Elections for the National Interim Assembly were held in Hungary in November 1944. Members were elected at public meetings held in 45 cities and towns in areas under the control of the Red Army. An additional 160 members were elected in liberated areas on 2 April and 24 June 1945.

The Hungarian Communist Party won 89 of the 230 seats, increasing to 166 of the 498 seats after the 1945 elections. The Assembly first convened in Debrecen on 21 and 22 December 1944, establishing a new government and declaring war on Nazi Germany.
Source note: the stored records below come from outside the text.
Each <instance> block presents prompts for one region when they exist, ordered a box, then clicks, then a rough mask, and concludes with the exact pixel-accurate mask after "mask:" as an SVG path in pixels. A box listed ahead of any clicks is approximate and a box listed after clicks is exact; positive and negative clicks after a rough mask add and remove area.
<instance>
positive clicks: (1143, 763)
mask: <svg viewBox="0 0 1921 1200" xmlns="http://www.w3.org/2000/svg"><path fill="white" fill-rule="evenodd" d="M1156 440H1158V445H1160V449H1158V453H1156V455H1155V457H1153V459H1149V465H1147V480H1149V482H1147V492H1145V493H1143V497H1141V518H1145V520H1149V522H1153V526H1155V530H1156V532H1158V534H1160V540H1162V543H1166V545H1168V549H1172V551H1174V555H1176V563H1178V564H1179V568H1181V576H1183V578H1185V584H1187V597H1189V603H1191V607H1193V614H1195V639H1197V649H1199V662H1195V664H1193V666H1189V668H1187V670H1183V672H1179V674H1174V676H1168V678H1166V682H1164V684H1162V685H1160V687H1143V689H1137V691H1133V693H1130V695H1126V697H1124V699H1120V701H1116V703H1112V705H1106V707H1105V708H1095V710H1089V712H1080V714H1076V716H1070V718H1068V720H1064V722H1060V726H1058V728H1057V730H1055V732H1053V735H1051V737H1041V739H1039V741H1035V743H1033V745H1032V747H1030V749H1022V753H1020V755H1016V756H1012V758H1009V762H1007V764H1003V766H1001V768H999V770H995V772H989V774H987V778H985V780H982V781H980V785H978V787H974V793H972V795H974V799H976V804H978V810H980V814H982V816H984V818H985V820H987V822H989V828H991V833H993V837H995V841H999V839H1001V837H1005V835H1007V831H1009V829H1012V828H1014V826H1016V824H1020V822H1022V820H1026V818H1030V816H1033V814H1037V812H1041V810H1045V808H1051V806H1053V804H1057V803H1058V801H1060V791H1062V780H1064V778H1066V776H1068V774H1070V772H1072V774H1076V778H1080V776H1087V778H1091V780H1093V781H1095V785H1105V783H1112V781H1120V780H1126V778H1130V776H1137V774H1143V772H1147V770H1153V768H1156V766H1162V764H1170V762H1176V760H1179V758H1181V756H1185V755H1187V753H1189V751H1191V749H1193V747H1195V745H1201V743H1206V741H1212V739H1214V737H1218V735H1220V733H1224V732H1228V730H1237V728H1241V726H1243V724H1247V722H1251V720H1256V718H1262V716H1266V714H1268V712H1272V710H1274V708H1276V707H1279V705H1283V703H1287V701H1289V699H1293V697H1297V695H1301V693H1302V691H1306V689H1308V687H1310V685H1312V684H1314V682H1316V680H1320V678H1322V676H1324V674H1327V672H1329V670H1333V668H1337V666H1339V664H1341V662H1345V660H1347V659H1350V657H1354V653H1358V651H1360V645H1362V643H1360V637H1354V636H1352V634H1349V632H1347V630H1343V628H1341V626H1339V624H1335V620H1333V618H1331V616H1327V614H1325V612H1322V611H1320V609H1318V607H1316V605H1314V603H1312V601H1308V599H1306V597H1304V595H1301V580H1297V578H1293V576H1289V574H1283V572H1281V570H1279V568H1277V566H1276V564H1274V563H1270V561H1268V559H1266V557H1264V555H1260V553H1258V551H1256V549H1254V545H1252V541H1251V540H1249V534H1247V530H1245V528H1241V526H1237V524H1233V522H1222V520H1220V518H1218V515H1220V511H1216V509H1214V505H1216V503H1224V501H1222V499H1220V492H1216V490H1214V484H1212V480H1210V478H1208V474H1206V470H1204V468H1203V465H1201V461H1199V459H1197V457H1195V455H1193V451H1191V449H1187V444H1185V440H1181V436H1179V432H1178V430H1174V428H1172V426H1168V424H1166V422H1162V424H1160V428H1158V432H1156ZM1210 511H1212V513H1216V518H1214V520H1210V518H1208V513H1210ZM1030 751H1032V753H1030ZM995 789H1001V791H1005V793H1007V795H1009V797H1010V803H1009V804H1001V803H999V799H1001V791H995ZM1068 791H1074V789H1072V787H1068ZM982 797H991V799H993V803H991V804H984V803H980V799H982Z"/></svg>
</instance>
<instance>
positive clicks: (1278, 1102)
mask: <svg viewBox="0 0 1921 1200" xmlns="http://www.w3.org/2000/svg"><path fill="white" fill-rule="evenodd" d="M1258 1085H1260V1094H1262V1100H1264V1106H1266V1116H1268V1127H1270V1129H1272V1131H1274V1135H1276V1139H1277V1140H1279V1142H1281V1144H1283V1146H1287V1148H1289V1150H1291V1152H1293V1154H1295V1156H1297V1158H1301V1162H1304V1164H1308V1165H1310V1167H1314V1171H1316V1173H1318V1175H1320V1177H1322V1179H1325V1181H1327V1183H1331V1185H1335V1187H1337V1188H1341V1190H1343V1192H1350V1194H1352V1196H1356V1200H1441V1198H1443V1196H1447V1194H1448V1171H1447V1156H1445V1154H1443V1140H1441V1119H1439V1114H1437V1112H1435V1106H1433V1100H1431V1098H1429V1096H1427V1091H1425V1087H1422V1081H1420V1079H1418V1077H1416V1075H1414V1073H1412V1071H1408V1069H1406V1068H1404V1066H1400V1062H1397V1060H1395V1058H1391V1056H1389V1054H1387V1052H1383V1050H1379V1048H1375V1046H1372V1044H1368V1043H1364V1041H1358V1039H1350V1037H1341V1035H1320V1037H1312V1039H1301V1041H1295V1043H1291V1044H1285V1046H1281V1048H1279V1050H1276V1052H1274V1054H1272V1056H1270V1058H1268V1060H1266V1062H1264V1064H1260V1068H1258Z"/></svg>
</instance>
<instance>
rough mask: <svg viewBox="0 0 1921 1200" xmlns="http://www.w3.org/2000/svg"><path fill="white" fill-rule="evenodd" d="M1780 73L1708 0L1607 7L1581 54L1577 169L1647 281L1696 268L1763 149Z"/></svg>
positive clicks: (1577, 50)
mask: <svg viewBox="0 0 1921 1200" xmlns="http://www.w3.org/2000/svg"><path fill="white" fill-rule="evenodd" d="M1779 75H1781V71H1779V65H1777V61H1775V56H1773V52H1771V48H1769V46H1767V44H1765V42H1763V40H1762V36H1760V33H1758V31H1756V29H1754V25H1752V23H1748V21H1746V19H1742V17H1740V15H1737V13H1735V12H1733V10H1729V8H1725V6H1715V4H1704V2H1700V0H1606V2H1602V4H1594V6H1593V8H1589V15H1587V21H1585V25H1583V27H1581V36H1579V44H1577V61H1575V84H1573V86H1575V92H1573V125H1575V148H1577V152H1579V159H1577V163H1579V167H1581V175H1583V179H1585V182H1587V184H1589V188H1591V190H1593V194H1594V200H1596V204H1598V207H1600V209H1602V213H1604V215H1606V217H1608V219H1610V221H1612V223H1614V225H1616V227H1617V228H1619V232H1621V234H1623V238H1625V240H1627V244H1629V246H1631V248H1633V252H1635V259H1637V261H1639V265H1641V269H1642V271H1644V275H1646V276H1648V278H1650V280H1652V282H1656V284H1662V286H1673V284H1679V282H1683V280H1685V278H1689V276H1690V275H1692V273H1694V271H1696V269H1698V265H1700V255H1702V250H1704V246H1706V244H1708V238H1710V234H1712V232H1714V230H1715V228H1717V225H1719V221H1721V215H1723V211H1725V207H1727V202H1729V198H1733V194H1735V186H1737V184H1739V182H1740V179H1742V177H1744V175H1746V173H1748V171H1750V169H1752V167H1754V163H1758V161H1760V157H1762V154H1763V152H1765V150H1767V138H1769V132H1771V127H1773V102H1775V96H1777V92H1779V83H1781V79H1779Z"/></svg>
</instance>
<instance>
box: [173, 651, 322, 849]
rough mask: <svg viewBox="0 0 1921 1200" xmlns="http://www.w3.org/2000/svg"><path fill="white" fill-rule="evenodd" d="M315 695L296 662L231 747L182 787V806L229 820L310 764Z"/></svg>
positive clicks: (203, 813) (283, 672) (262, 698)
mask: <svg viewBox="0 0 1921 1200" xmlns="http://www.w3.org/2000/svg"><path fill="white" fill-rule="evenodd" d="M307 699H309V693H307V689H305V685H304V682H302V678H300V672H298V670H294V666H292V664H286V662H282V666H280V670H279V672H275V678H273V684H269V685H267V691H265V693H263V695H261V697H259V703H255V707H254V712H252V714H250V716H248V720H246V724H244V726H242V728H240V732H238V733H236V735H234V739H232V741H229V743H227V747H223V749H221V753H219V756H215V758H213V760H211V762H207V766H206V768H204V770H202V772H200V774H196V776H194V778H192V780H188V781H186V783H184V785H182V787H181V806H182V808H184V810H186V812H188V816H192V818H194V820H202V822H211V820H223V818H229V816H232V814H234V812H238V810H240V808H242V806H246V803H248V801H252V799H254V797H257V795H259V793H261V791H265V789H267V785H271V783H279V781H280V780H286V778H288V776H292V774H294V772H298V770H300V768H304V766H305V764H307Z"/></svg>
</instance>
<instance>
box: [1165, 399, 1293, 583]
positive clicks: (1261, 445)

Its second session was held in Budapest in September 1945, establishing fresh elections and passing legislation on land redistribution.

==Results==

| Party |  | Seats |  |  |  |  |
| Nov 1944 | Apr 1945 | Jun 1945 | Total |
|  | Hungarian Communist Party | 89 | 36 | 41 | 166 |
|  | Social Democratic Party of Hungary | 42 | 38 | 45 | 125 |
|  | Independent Smallholders Party | 57 | 16 | 51 | 124 |
|  | National Peasant Party | 16 | 6 | 20 | 42 |
|  | Civic Democratic Party | 12 | 6 | 3 | 21 |
|  | Independents | 14 | 6 | 0 | 20 |
| Total |  | 230 | 108 | 160 | 498 |
Source: Nohlen & Stöver

==The activity of the parliament==
The Interim National Assembly declared itself as the exclusive representative of sovereignty, and transferred the powers of the head of state to the High National Council, which was composed of the Prime Minister, the Speaker of the House and a delegate from the Political Committee of the National Assembly. The rules of the parliamentary elections were amended: single-member districts were abolished, the national list was introduced and the multi-member constituencies were extended to the entire country. Members of organizations and parties classified as fascist, (including the Hungarian Life Party, which was in government until 1944), were excluded from the electors.